The highest power of $2$ that divides one of the denominators in the sum cannot be cancelled and hence divides the reduced denominator of the sum. This is because between any two numbers containing the same number of factors of $2$, there is one containing at least one more factor of $2$, and hence each sum contains a unique denominator $d$ with the highest power of $2$ in that sum. If we add all the other reciprocals and reduce them to a common denominator, that denominator will necessarily contain fewer powers of $2$ than $d$, and hence these powers cannot cancel if we then add $1/d$. Thus, the two sums can only be equal if the denominator with the most factors of $2$ has the same number of factors of $2$ in both sums.
For this to be the case, $k_2$ must be at least $1$ less than twice the largest denominator in $\sigma_1$; otherwise any interval of $k_2$ numbers would necessarily contain a number with one factor of $2$ more than the highest power of $2$ in the denominators of $\sigma_1$. Thus we have
$$k_2 \le 2\left(n_1+\frac{k_1-1}{2}\right)-1=2n_1+k_1-2\;.$$
Since the sums don't overlap, we also have
$$n_1+\frac{k_1-1}{2}\le n_2-\frac{k_2-1}{2}-1\;,$$
and hence
$$\frac{k_2}{2}\le \left(n_1+\frac{k_1-1}{2}\right)-\frac{1}{2} \le n_2-\frac{k_2-1}{2}-1-\frac{1}{2}\;,$$ $$k_2\le n_2-1\;.$$
With $\Delta=k_1n_2-k_2n_1= 1/2$, this yields
$$k_1=\frac{k_2}{n_2}n_1+\frac{\Delta}{n_2}\le n_1-\frac{n_1}{n_2}+\frac{\Delta}{n_2}<n_1\;,$$
and hence $k_1\le n_1 - 1/2$, since $k_1$ is an integer and $n_1$ an integer or a half-integer. Thus
$$k_2\le2n_1+k_1-2<3n_1-2<6(\frac{n_1}{2}-\frac{1}{4})\le 6\left(n_1-\frac{k_1-1}{2}-1\right)\le 6(l-1)\;.$$
This completes the proof.
P.S.: In case you're surprised that we get exactly the factor of $6$ that we need from considering the powers of $2$: I am, too :-) If there's any deeper reason behind this, I have no idea what it might be. It's possible to derive a slightly tighter bound using Jitsuro Nagura's improvement on Bertrand's postulate, since, as Henry observed, any prime in the second sum that is greater than half its endpoint is enough to make the reduced denominators differ. But I think such improvements in bounding $k_2$ with respect to $n_2$ can't make the factor in the final inequality lower than $4$, since they only improve the estimate of $k_1$ with respect to $n_1$, but not that of $k_2$ with respect to $n_1$ from the powers of $2$, which is $k_2 < 2 n_1$ even for $k_1=1$.
Three points which may or may not help.
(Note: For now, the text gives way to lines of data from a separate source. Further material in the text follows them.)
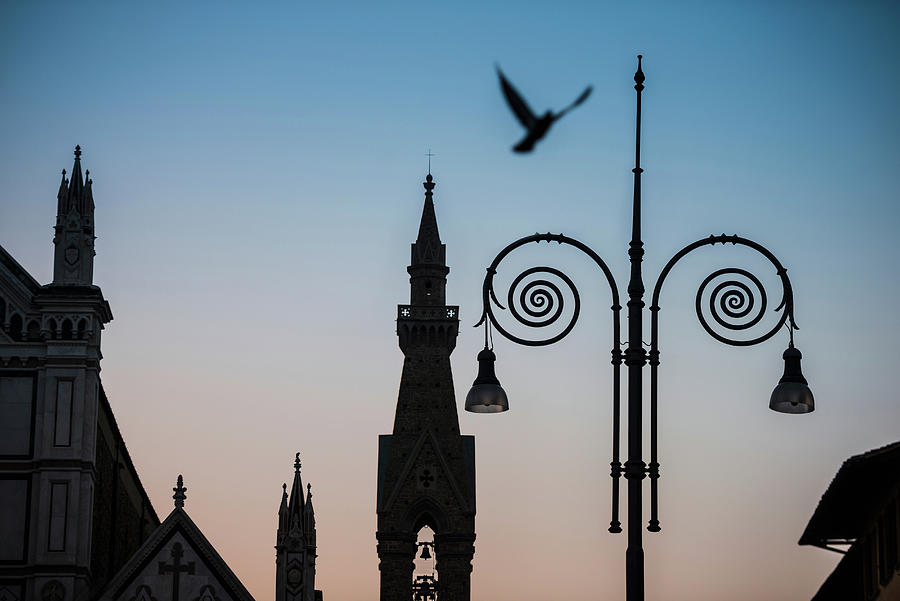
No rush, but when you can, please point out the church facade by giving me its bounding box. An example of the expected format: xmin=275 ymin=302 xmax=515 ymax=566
xmin=0 ymin=146 xmax=475 ymax=601
xmin=0 ymin=147 xmax=160 ymax=601
xmin=0 ymin=146 xmax=322 ymax=601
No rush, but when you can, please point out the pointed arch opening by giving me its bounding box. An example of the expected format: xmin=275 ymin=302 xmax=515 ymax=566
xmin=62 ymin=319 xmax=72 ymax=340
xmin=9 ymin=313 xmax=22 ymax=340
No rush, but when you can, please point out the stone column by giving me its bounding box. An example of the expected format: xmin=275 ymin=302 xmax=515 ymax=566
xmin=375 ymin=532 xmax=416 ymax=601
xmin=434 ymin=533 xmax=475 ymax=601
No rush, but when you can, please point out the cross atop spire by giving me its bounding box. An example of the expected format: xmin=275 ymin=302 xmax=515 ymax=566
xmin=172 ymin=474 xmax=187 ymax=509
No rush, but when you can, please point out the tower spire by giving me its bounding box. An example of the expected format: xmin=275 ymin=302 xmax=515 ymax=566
xmin=406 ymin=173 xmax=450 ymax=306
xmin=275 ymin=453 xmax=316 ymax=601
xmin=53 ymin=146 xmax=95 ymax=286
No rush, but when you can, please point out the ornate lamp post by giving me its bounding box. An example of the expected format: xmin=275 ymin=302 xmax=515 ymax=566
xmin=466 ymin=55 xmax=814 ymax=601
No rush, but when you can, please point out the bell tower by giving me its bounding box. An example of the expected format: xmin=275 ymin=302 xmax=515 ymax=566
xmin=376 ymin=173 xmax=475 ymax=601
xmin=53 ymin=146 xmax=96 ymax=286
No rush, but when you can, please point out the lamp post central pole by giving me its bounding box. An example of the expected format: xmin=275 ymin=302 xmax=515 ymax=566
xmin=625 ymin=55 xmax=647 ymax=601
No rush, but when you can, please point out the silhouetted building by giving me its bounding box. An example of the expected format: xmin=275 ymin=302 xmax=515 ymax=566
xmin=275 ymin=453 xmax=322 ymax=601
xmin=376 ymin=173 xmax=475 ymax=601
xmin=0 ymin=146 xmax=322 ymax=601
xmin=0 ymin=147 xmax=159 ymax=601
xmin=99 ymin=476 xmax=253 ymax=601
xmin=800 ymin=442 xmax=900 ymax=601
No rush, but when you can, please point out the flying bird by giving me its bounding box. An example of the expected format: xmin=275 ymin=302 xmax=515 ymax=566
xmin=497 ymin=65 xmax=593 ymax=152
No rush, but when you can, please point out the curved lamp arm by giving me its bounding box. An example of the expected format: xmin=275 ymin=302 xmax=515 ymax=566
xmin=647 ymin=234 xmax=798 ymax=532
xmin=475 ymin=233 xmax=622 ymax=533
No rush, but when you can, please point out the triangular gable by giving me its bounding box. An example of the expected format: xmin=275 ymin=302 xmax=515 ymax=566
xmin=382 ymin=430 xmax=471 ymax=511
xmin=98 ymin=508 xmax=253 ymax=601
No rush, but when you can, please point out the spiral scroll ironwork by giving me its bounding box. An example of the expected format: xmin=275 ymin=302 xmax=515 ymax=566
xmin=696 ymin=267 xmax=787 ymax=345
xmin=476 ymin=234 xmax=619 ymax=346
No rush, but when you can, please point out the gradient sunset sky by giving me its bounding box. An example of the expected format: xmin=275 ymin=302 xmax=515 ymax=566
xmin=0 ymin=1 xmax=900 ymax=601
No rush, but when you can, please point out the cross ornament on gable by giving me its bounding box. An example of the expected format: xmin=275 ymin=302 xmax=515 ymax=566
xmin=159 ymin=543 xmax=194 ymax=601
xmin=419 ymin=469 xmax=434 ymax=488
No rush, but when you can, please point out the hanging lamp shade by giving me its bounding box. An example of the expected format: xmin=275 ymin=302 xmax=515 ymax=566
xmin=769 ymin=344 xmax=816 ymax=413
xmin=466 ymin=348 xmax=509 ymax=413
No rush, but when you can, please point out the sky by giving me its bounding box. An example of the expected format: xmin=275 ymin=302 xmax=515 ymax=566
xmin=0 ymin=1 xmax=900 ymax=601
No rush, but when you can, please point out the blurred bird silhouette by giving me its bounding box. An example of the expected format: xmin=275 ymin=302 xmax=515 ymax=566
xmin=497 ymin=65 xmax=593 ymax=152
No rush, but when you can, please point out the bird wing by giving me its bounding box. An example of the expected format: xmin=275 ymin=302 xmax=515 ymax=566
xmin=553 ymin=86 xmax=594 ymax=121
xmin=497 ymin=66 xmax=537 ymax=129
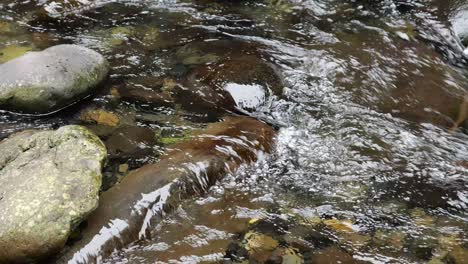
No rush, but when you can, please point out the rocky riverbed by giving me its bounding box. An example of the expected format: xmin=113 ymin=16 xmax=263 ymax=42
xmin=0 ymin=0 xmax=468 ymax=264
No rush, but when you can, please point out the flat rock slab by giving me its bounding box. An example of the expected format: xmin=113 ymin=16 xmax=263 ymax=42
xmin=0 ymin=126 xmax=107 ymax=263
xmin=0 ymin=45 xmax=109 ymax=114
xmin=59 ymin=117 xmax=275 ymax=264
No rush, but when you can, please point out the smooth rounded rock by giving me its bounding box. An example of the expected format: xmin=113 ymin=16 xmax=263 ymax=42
xmin=0 ymin=45 xmax=109 ymax=114
xmin=0 ymin=126 xmax=107 ymax=263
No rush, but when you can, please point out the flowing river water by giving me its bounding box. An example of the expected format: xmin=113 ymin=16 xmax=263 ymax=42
xmin=0 ymin=0 xmax=468 ymax=264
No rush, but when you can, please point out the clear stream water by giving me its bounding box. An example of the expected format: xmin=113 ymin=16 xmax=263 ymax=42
xmin=0 ymin=0 xmax=468 ymax=263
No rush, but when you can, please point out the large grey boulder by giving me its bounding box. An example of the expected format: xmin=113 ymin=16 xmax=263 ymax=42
xmin=0 ymin=126 xmax=107 ymax=263
xmin=0 ymin=45 xmax=109 ymax=113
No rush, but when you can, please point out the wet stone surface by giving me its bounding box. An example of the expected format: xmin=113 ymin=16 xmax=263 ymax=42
xmin=0 ymin=0 xmax=468 ymax=264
The first two are obvious.
First, if there is an example where the two sums are equal and the sequences overlap, then removing the overlap from both will provide another example of equal sums.
Second, the consecutive sequence with larger integers and so smaller reciprocals must have more terms than the other sequence if the sums of the reciprocals are equal.
Third, Mathworld says that for the Harmonic number $H_n$, "the denominator is always divisible by the largest power of 2 less than or equal to $n$, and also by any prime $p$ with $n/2 < p \le n$". A similar statement about primes therefore applies to those appearing in your sequences (at least providing that the primes are over half the end point), and that severely restricts the possibilities for achieving equality. Something similar may be true with powers of two, and there may be statements to be made about other small primes.
My guess is that it may be possible to show that the denominators of the reduced forms of the sums cannot be equal in any case where the sums are of similar size and the second point above is met.